Timothy Flanders, writing about the twentieth-century movement toward unity between the Oriental and Eastern Orthodox Churches (who split over Christological disagreements after the Council of Chalcedon in 451), says that Protestant models of ecumenism paved the way:
It was within the WCC that two visionaries from each church met and began to collaborate—Nikos Nissiotis of the Ecumenical Patriarchate and Paul Verghese of the Malankara Indian Orthodox Church (later Metropolitan Paulos Mar Gregorios of Delhi). This work with the WCC helped galvanize the Orthodox to meet together at Rhodes in 1961—and also invite the Miaphysites. In 1963, when the WCC Faith & Order Commission met, Swiss Reformed Protestant Lukas Vischer began working closely with Nissiotis and Verghese to eventually organize the first formal Orthodox-Miaphysite consultation in 1964, in which the bulk of the division was overcome in matter of days.
Virtually as soon as the two church families managed to come into contrastive dialogue with each other in this century, it was realize that physis . . . was being used in different ways in our different churches.

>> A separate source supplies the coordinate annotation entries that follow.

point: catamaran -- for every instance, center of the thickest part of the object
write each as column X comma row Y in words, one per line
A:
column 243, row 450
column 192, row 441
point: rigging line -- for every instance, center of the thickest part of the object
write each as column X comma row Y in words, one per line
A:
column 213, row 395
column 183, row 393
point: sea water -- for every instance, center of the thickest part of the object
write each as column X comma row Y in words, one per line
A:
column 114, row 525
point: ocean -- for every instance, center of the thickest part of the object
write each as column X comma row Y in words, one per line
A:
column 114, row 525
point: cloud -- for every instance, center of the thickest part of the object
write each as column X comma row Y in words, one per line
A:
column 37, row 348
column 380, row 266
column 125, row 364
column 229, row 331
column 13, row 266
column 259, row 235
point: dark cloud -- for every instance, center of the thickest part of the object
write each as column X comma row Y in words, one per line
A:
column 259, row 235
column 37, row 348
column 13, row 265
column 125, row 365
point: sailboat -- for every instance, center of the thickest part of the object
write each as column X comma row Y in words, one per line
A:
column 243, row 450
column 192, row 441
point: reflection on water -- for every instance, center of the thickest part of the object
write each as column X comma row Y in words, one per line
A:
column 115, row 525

In matter of days a division and misunderstanding that had lasted nearly fifteen hundred years—almost sixty generations!—was viewed in an entirely new and promising way, almost resolved then and there. And this was due in large part to the encouragement, sponsorship, and support of Protestant Christians through the WCC. Moreover, can not the Protestant openness to diversity in doctrine (no doubt to a fault at other times) be seen as a strength in the midst of intransigent myopia holding tenaciously to old prejudices? Indeed, this very cooperation with Protestants has helped the Orthodox rediscover their own tradition more fully. A more mature understanding of the Church canons, for instance, has been brought to bear on mainstream Orthodox theology.
Orthodox Christians have often been divided on the WCC, many seeing it with suspicion and hostility. The Special Commission on Orthodox Participation in the WCC was created in 1998 in an attempt to assuage Orthodox concerns about ecclesiology, social and ethical issues, interconfessional prayer, and the WCC’s structure and decision-making process. Nearly all Orthodox Churches remain WCC members today.